Every young person has enormous talent, however care-experienced pupils and other young people identified by their schools may be struggling to engage with their education. MCR Pathways aims to support many young people including young carers, asylum seekers or those who have suffered significant family bereavement or disruption at home.

Young people collaborating with an assigned mentor are helped to realise their skills and progress onto a positive destination with the intent to increase the number of them experiencing better education outcomes, career and job opportunities and overall life chances.

It does magnificent work and families throughout the city are grateful for its interventions but now it has become one of the victims of the cuts made in the SNP and Greens Budget.

That is ironic as these are parties who allegedly champion Scotland’s young people but are happy playing fast and loose with their futures.

However, it is more insidious than that. The deal agreed between SNP and Green councillors to fund only part of the cost of the MCR Pathways programme for next session means that schools wishing to maintain the programme will have to dip into their own finances to make up any funding gap.

So, while singing the praises of the scheme this desperate duo are more than happy to swing the axe in conducting the dirty work of their political masters in the SNP government at Holyrood.

Scottish schools have a designated fund, PEF (Pupil Equity Fund), designed to support the poorest of our pupils who may have significant challenges to learning, attendance or other additional support needs.

It was awarded to schools back when Nicola Sturgeon asked to be judged on her record in education alone and was given directly to schools where staff, pupils and parents could use their specific knowledge of need in their own establishments to spend it appropriately with headteachers being directly accountable to Government for the effective use of the fund and evidence of school improvement.

Now headteachers are to be put in an invidious position by the SNP/Green cuts to vital services such as MCR.

The consequence of not using school funding to fill the gap left by the cuts will mean ending or reducing the size of the scheme and thus affect many already challenged young people.

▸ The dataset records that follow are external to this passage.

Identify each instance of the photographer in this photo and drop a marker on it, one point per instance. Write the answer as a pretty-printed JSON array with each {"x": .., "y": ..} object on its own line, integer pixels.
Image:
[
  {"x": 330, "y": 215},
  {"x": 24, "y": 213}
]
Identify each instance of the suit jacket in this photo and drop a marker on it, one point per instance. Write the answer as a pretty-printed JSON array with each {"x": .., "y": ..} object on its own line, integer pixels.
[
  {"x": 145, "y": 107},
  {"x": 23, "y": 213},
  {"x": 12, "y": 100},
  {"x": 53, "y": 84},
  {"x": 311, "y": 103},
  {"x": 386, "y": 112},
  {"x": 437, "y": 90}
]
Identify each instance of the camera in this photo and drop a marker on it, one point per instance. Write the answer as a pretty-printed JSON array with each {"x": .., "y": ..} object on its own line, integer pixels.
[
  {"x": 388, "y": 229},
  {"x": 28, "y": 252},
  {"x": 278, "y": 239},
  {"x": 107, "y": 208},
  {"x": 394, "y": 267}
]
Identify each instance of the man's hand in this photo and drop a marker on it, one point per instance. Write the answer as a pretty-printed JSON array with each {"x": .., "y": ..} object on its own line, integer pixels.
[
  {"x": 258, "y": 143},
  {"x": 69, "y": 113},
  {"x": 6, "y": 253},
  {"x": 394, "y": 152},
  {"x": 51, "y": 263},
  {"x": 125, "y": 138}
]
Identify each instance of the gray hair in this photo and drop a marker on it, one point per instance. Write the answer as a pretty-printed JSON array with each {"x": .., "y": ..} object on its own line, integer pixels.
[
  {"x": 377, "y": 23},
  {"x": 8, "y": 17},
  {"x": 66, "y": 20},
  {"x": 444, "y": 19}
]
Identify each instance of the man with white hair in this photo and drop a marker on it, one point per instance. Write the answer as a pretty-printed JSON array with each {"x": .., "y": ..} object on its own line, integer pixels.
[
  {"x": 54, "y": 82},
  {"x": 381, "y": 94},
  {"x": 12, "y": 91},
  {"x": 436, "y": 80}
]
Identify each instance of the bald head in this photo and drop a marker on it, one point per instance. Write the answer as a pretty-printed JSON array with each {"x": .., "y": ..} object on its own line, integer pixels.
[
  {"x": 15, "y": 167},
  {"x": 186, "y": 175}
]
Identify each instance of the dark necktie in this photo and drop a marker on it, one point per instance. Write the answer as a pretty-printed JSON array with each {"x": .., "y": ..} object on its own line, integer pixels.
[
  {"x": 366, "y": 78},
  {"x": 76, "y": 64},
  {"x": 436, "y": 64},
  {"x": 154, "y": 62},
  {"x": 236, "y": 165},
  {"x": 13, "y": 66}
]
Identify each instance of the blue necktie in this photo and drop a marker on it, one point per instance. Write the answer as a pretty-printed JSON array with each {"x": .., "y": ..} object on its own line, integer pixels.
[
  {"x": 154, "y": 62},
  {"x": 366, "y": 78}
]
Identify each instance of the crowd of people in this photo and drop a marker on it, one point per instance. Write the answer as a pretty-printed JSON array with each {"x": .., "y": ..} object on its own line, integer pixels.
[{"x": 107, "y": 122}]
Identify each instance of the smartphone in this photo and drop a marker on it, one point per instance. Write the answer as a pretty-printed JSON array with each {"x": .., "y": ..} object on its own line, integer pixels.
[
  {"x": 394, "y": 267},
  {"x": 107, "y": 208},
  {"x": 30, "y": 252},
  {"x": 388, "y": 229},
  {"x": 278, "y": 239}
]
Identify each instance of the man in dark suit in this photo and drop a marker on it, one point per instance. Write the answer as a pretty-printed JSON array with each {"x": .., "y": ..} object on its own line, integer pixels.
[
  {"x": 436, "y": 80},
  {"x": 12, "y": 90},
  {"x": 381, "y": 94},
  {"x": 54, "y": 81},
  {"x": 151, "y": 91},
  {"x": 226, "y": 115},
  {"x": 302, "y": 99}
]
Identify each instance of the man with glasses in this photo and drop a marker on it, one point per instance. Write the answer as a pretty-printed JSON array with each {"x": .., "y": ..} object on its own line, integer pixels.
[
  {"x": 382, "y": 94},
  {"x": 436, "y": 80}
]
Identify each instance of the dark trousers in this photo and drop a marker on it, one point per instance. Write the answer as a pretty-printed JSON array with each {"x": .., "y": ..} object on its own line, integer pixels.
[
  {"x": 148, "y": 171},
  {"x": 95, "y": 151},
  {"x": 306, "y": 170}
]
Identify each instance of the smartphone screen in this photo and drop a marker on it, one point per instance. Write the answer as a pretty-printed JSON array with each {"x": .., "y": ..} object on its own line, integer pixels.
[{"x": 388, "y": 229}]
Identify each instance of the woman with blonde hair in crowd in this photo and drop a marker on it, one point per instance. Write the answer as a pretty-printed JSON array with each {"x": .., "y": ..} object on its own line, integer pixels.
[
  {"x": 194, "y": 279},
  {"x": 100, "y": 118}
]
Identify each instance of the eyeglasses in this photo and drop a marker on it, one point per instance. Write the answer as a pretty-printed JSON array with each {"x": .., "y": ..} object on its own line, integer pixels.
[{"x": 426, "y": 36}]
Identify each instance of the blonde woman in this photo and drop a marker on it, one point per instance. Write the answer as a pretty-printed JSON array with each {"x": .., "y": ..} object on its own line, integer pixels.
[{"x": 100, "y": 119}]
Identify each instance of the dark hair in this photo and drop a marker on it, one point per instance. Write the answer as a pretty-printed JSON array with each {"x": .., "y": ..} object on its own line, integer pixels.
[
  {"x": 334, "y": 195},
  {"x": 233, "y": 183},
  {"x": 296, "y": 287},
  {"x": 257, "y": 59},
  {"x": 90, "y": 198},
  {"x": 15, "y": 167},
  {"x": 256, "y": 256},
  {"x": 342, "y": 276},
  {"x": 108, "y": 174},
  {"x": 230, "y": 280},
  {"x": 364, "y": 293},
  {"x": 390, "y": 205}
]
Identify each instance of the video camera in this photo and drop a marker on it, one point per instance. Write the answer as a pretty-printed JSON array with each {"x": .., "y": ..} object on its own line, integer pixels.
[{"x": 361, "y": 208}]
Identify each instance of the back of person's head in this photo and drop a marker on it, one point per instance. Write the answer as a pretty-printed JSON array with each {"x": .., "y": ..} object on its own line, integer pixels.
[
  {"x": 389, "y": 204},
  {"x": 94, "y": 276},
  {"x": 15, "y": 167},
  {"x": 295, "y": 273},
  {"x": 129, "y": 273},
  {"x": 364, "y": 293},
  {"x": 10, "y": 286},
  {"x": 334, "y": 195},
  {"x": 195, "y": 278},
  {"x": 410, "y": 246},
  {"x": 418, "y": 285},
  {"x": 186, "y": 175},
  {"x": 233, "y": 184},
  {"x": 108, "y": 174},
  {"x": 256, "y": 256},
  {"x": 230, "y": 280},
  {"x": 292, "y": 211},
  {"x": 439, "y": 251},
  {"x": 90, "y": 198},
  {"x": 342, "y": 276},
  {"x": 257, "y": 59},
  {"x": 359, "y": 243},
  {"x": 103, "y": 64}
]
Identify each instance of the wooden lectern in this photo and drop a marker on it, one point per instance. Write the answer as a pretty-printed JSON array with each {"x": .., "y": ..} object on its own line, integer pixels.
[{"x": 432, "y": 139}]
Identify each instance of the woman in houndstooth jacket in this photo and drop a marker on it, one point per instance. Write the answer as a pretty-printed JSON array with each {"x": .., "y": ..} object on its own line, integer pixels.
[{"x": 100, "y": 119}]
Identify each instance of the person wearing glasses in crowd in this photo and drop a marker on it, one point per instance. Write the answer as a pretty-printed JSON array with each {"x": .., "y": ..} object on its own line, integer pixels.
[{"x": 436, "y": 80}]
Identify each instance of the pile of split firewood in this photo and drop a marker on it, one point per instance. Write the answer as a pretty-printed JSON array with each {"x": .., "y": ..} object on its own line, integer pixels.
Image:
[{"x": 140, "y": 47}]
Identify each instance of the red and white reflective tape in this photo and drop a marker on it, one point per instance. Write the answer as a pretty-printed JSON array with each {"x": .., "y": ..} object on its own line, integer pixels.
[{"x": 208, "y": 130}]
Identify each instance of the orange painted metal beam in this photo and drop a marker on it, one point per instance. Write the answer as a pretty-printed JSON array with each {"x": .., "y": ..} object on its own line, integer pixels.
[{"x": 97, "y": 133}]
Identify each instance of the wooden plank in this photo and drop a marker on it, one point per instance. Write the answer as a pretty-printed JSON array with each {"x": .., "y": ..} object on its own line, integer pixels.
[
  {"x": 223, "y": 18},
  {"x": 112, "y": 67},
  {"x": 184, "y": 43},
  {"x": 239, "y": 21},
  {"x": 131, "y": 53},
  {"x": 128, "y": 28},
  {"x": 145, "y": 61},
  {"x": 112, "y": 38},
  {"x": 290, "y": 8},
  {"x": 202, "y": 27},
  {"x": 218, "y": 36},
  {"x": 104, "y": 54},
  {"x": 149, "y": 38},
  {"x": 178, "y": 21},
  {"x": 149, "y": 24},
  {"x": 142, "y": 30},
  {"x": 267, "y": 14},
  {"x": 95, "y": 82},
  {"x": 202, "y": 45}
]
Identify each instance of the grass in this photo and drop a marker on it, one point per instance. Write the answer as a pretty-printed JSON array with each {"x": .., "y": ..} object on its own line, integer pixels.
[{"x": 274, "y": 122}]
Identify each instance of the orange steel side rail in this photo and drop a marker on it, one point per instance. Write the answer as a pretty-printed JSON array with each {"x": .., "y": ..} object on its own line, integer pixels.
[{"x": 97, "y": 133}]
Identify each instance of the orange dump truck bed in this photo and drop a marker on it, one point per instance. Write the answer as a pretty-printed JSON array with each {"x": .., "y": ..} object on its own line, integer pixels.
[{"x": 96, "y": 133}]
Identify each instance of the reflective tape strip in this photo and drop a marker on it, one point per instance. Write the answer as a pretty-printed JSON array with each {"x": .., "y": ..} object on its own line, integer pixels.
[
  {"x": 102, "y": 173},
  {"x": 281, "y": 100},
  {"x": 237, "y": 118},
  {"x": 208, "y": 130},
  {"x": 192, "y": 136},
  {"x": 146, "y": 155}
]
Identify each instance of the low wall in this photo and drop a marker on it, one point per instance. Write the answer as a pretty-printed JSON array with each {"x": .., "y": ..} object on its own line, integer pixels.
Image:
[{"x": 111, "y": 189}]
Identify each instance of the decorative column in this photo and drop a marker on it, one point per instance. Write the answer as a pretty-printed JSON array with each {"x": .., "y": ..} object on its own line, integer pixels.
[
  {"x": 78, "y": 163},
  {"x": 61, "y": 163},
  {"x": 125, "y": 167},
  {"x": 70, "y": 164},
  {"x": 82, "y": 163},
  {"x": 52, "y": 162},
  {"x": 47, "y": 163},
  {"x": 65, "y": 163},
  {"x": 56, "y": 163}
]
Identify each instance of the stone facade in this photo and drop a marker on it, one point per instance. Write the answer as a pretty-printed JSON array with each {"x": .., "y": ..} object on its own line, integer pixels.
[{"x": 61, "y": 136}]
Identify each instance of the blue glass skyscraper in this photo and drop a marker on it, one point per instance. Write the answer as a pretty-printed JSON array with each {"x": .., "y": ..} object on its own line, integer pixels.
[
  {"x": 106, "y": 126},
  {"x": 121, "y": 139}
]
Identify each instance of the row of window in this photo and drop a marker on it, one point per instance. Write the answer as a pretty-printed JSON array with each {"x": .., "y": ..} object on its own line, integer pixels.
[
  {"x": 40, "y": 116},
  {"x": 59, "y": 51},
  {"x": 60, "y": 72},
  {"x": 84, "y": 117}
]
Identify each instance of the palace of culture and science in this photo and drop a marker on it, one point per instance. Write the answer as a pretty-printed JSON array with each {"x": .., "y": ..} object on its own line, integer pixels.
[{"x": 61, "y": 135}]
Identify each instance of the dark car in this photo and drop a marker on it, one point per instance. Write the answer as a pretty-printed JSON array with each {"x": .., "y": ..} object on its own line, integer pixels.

However, the same money cannot be spent twice and many other excellent services supporting disadvantaged pupils will have to be cut instead. We are told by the SNP that it is the choice of headteachers but what a choice.

Council leader Susan Aitken gleefully shut me down when I, quite bluntly, compared this sort of choice to one of a patient when asked which limb they would prefer removed. How low of this administration to make already overworked and stressed school leaders accountable for cuts forced upon them.

The cuts are bad enough but to switch the responsibility is a disgrace. Shame on Aitken and shame on her administration.